Perusahaan teknologi perhotelan itu kini menghubungkan 53.000 hotel di 150 negara ke berbagai kanal pemesanan. Melalui langkah terbaru ini, SiteMinder tidak hanya mendorong pemesanan langsung berbasis AI, tetapi juga memperkuat jalur online travel agency (OTA) yang didukung AI.

Dalam ekspansi tersebut, SiteMinder menunjuk DirectBooker sebagai mitra permintaan AI pertamanya.

Perluasan itu dilakukan lewat dua pengembangan utama. Yang pertama adalah Demand Plus, solusi penggerak permintaan SiteMinder yang sebelumnya terintegrasi dengan Google, Trivago, dan TripAdvisor. Kini, layanan itu diperluas melampaui kanal metasearch konvensional dan masuk ke ekosistem percakapan berbasis AI seperti ChatGPT dan Claude.

Lewat pengembangan itu, wisatawan dapat menerima rekomendasi hotel yang lebih relevan, melihat harga secara real-time, lalu menyelesaikan pemesanan langsung melalui situs resmi hotel. inisiatif ini juga memberi SiteMinder akses yang lebih luas ke jaringan platform AI yang terus berkembang.

dengan demikian, mitra AI dapat menampilkan informasi dan ketersediaan hotel secara lebih akurat, sementara hotel bisa menjangkau calon tamu di berbagai tahap pencarian hingga pemesanan. DirectBooker, sebagai mitra perdana, berperan menghubungkan tarif hotel secara real-time ke berbagai platform AI, baik yang sudah mapan maupun yang masih berkembang.

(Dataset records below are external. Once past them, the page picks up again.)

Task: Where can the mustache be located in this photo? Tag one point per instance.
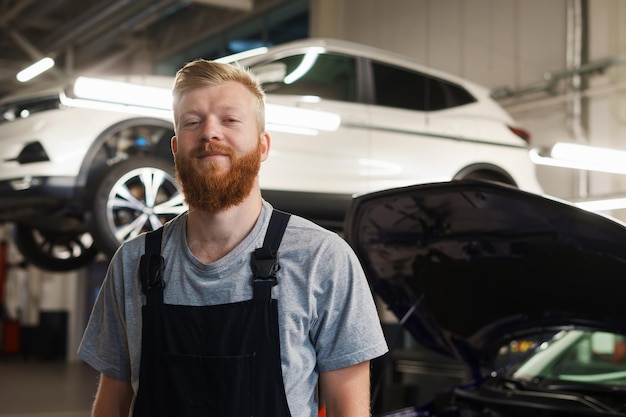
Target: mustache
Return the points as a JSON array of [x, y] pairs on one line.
[[209, 147]]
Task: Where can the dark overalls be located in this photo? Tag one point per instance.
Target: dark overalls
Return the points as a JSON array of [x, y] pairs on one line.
[[218, 360]]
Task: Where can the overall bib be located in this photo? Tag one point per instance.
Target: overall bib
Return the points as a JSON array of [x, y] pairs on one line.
[[212, 361]]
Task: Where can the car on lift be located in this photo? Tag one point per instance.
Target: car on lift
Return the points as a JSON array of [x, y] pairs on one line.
[[83, 169], [524, 290]]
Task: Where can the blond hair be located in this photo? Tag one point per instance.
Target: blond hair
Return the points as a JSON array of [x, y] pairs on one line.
[[204, 73]]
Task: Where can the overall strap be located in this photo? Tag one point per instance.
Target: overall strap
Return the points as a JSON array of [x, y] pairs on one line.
[[151, 266], [265, 259]]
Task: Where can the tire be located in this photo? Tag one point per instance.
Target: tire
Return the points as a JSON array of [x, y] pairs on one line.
[[55, 251], [132, 197]]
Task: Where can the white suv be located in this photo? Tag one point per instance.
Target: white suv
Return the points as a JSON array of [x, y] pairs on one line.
[[78, 175]]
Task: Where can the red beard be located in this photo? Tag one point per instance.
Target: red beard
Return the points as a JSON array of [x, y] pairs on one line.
[[209, 190]]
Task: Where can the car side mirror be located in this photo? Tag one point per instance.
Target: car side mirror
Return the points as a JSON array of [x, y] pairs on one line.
[[270, 73], [603, 343]]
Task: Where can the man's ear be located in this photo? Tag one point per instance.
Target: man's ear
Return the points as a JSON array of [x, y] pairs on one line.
[[174, 144], [265, 145]]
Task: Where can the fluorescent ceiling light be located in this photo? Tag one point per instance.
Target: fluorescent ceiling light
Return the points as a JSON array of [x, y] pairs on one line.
[[123, 93], [603, 205], [293, 117], [34, 70], [115, 107], [583, 157]]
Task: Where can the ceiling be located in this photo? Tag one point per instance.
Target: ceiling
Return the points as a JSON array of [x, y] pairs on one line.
[[107, 36]]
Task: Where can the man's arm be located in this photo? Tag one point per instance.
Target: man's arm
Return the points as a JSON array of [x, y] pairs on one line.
[[346, 391], [113, 398]]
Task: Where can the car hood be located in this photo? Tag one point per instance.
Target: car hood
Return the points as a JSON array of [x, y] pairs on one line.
[[467, 266]]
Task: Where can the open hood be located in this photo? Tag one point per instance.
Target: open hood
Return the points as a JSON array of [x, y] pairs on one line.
[[467, 266]]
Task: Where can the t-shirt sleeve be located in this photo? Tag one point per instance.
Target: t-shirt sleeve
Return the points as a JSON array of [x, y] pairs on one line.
[[104, 345], [348, 329]]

Pengembangan kedua hadir melalui Channels Plus, solusi distribusi multi-channel SiteMinder. Melalui jalur ini, kanal OTA dan perantara berbasis AI yang memfasilitasi pencarian, perbandingan, dan pemesanan bagi wisatawan akan mendapatkan akses ke inventaris hotel SiteMinder.

Seluruh proses tamu, mulai dari pencarian hingga pemesanan yang sudah terkonfirmasi, tetap berlangsung di platform mitra. Namun,pemesanan itu diteruskan melalui SiteMinder ke properti terkait.

dengan dua jalur tersebut, baik pemesanan langsung di situs hotel maupun pemesanan lewat platform mitra, SiteMinder berupaya memperluas peluang hotel di tengah lanskap pemesanan yang terus berubah. Perusahaan itu juga mendorong permintaan yang dipicu AI agar berujung pada pemesanan langsung maupun tidak langsung.

Langkah ini hadir di tengah perubahan besar dalam industri perhotelan. mengacu pada Changing Traveller report 2026 milik SiteMinder, delapan dari 10 wisatawan kini menginginkan bantuan AI selama proses pemesanan mereka. Survei konsumen global itu menegaskan pergeseran cara hotel berinteraksi dengan tamu.

“Menyesuaikan diri dengan perubahan cara wisatawan mencari dan memesan hotel adalah tujuan utama pendirian SiteMinder,” kata Sankar Narayan, CEO dan Managing Director SiteMinder.

“Seiring dengan semakin pesatnya penemuan hotel yang didorong oleh AI, kami memperluas Demand Plus dan Channels Plus untuk memberikan properti di platform kami cara baru agar dapat ditemukan dan mengonversi permintaan melalui jalur-jalur baru ini. Bagi para pelaku industri perhotelan, hal ini berarti hadir dan dapat dipesan di setiap titik penemuan baru, dan keunggulan tersebut akan terus berkembang,” ujarnya.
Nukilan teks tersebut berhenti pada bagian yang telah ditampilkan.